Well, every network link at any single point in time is either completely busy (because a bit is being transmitted) or completely idle (because no transmission happens). It’s digital, there is no 43% busy link, ever, in any place on this planet.
So over the last second, how many bit-slots have been idle and how many bit-slots have been busy? Well, it’s a 10 Gbit/s link, and we have been sending one and a quarter Megabyte in the last second, so that was one Gigabit. The link was 10% in the last second.
It was also 1% busy in the last ten seconds, because it has been idle the 9 seconds before the last one, and it was 100% busy in the last tenth of a second and idle in the nine Tenths of a second before that.
That was a Spike.
If we were collecting samples, or network interface byte counters, every second, we would see a 10% busy link. If we were collecting our counters only once per 10 seconds it would be 1% busy. If we plotted that, the two situations would be looking like two completely different scenarios – one would be a clearly visible spike, the other would be an invisible bump.
So bucket sizes and percentiles matter, quite a bit. Unfortunately, most data sources don’t provide us with that.
Imagine a router from which you want to collect link utilisation statistics by the way of reading network counters, and turning them into bytes/s readings. Things like Graphite have a function for that, and there are rules on how to use that function correctly. Other things, like Diamond, fuck your data up. Collect counters, turn them into rates when you need them.

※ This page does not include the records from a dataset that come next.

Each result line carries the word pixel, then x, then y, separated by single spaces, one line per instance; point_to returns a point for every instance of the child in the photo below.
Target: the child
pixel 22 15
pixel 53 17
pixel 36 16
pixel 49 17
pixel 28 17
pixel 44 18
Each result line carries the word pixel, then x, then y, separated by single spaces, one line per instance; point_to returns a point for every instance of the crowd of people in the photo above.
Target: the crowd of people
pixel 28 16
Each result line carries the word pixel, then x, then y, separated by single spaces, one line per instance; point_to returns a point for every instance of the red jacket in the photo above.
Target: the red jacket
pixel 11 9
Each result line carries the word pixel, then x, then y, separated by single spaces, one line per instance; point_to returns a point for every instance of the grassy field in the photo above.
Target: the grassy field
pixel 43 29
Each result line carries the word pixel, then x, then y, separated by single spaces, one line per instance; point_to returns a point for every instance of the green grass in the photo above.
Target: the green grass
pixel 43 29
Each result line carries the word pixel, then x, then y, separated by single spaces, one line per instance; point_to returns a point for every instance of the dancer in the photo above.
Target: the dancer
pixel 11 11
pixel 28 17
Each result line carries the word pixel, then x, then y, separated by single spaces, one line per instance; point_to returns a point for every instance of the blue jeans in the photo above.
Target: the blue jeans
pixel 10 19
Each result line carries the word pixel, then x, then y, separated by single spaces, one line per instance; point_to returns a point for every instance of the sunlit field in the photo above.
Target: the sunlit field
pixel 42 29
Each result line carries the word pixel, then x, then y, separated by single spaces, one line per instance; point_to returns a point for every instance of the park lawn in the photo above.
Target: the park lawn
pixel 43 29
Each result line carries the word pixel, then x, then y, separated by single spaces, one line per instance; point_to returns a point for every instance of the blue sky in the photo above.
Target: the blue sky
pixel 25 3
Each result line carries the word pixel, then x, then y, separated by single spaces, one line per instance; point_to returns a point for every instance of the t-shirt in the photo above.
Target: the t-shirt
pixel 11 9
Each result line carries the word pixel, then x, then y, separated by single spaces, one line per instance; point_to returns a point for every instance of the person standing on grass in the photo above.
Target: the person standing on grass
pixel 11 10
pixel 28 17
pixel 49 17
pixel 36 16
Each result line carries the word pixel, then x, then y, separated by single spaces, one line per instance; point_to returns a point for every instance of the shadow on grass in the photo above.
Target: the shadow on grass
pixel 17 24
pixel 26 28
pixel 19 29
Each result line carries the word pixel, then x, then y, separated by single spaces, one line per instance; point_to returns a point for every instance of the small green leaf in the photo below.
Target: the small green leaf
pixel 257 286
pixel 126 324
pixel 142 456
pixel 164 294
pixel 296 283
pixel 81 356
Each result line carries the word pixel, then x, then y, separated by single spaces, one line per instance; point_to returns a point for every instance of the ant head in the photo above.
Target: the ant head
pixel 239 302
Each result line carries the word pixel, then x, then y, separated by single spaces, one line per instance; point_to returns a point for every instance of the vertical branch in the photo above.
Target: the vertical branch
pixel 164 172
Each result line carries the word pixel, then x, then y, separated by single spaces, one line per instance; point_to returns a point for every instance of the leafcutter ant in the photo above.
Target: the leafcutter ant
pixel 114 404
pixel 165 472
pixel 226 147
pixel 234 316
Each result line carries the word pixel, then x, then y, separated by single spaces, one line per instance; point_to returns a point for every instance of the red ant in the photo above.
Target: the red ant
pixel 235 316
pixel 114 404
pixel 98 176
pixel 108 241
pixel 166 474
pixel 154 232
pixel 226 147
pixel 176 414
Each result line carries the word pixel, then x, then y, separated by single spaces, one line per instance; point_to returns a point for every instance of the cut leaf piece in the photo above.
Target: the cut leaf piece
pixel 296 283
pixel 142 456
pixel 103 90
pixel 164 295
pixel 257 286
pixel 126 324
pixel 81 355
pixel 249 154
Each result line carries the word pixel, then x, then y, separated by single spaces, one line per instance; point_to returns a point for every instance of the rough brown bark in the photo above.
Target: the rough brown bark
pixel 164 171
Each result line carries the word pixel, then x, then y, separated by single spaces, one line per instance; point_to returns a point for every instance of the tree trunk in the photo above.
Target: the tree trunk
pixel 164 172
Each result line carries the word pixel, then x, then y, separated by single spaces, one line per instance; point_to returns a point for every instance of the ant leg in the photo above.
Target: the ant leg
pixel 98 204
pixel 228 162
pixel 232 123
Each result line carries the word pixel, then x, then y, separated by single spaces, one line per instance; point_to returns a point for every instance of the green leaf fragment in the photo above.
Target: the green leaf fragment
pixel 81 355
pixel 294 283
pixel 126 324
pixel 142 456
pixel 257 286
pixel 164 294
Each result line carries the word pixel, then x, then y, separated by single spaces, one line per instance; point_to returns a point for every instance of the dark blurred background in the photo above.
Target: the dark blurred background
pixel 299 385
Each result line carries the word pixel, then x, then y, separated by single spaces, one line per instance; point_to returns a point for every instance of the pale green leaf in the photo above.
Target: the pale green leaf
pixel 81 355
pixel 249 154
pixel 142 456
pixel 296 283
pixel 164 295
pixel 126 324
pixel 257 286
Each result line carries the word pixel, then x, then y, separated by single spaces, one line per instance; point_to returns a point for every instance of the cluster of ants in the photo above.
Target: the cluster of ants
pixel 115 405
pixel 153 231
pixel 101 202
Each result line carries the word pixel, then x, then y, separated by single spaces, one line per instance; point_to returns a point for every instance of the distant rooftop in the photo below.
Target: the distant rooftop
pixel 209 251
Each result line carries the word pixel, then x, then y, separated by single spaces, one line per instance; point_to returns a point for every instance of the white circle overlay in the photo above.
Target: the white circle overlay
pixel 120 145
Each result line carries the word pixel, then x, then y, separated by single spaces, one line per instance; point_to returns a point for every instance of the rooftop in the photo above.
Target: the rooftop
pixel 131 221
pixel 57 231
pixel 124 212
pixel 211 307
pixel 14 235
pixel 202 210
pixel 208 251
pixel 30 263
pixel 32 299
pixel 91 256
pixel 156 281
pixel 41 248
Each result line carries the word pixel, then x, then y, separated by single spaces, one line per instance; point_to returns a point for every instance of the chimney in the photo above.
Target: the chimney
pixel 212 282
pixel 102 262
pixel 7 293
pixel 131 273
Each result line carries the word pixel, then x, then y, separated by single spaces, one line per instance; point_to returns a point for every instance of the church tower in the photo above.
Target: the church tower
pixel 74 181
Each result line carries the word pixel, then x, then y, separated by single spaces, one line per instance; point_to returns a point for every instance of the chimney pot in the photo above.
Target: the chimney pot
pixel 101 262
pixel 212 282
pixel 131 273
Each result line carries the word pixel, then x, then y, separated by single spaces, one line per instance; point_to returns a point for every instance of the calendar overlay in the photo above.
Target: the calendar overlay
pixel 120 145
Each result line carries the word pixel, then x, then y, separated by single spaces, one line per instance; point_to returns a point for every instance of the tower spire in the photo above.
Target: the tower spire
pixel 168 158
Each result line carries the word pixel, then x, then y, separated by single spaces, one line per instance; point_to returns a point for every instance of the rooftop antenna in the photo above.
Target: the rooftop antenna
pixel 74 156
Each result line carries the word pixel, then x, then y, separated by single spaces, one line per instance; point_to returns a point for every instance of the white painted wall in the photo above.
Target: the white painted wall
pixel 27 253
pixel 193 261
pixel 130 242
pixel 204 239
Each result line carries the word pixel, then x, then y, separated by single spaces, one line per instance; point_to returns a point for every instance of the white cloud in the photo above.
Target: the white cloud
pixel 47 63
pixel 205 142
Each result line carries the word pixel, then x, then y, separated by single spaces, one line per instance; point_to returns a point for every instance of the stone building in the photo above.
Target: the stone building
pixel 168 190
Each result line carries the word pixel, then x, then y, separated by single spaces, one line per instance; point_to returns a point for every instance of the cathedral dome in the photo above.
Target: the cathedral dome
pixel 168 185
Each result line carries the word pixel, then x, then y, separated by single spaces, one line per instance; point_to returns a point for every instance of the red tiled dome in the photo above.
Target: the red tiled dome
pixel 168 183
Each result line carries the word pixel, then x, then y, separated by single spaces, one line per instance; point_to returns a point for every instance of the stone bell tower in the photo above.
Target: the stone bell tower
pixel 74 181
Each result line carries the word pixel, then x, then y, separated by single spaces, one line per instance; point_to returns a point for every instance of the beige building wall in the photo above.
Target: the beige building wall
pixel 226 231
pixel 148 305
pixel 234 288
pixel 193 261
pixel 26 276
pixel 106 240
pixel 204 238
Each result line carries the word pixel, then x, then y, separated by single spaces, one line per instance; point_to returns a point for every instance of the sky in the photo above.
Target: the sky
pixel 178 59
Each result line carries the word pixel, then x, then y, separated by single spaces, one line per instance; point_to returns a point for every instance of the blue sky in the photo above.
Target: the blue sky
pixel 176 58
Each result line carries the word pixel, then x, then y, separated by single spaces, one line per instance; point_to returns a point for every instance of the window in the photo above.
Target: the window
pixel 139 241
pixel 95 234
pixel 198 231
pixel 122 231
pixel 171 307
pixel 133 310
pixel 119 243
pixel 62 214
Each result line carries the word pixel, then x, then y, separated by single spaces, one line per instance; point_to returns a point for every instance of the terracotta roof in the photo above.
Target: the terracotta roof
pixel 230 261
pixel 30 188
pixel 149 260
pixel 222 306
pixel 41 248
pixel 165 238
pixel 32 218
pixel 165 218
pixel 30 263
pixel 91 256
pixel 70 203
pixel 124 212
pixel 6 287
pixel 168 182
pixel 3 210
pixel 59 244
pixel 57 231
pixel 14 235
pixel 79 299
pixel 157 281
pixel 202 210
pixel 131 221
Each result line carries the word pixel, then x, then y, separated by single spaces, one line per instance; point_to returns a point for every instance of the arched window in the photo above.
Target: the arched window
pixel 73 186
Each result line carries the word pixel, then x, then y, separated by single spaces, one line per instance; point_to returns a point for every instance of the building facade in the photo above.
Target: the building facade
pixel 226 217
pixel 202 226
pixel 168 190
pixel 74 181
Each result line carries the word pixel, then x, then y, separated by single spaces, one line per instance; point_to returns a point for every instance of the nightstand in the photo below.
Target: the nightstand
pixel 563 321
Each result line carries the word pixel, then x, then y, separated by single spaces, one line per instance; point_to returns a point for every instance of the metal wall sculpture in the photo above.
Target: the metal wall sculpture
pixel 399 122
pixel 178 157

Then, how often are you going to read your counters? If you do it too rarely, you get widely spaced metrics and you won’t be able to see spikes as spikes. They get spread out across the sampling interval, and consequently are flattened. If you do it too often, you spam the network and the device, ultimately with the metric collection becoming a measurable load in itself.
Well, a device could provide readings in a batch. So instead of reading a byte/s counter once a second, you could get the measurements for the last 60 one-second intervals every minute – the preferable solution.
Or the device could pre-aggregate (and that would be rates, not counters) – it could tell you how many of the one-second buckets of the last minute were in the 0-50% busy bucket, the 50-90% bucket, the 90-99% bucket, the 99-99.9% bucket and so on (complicated, and also not as good as getting counters in a batch).
So far I know of no devices that actually are capable of doing this properly, so many people turn up the sampling rate to insane when they are hunting spikes. Not a good situation.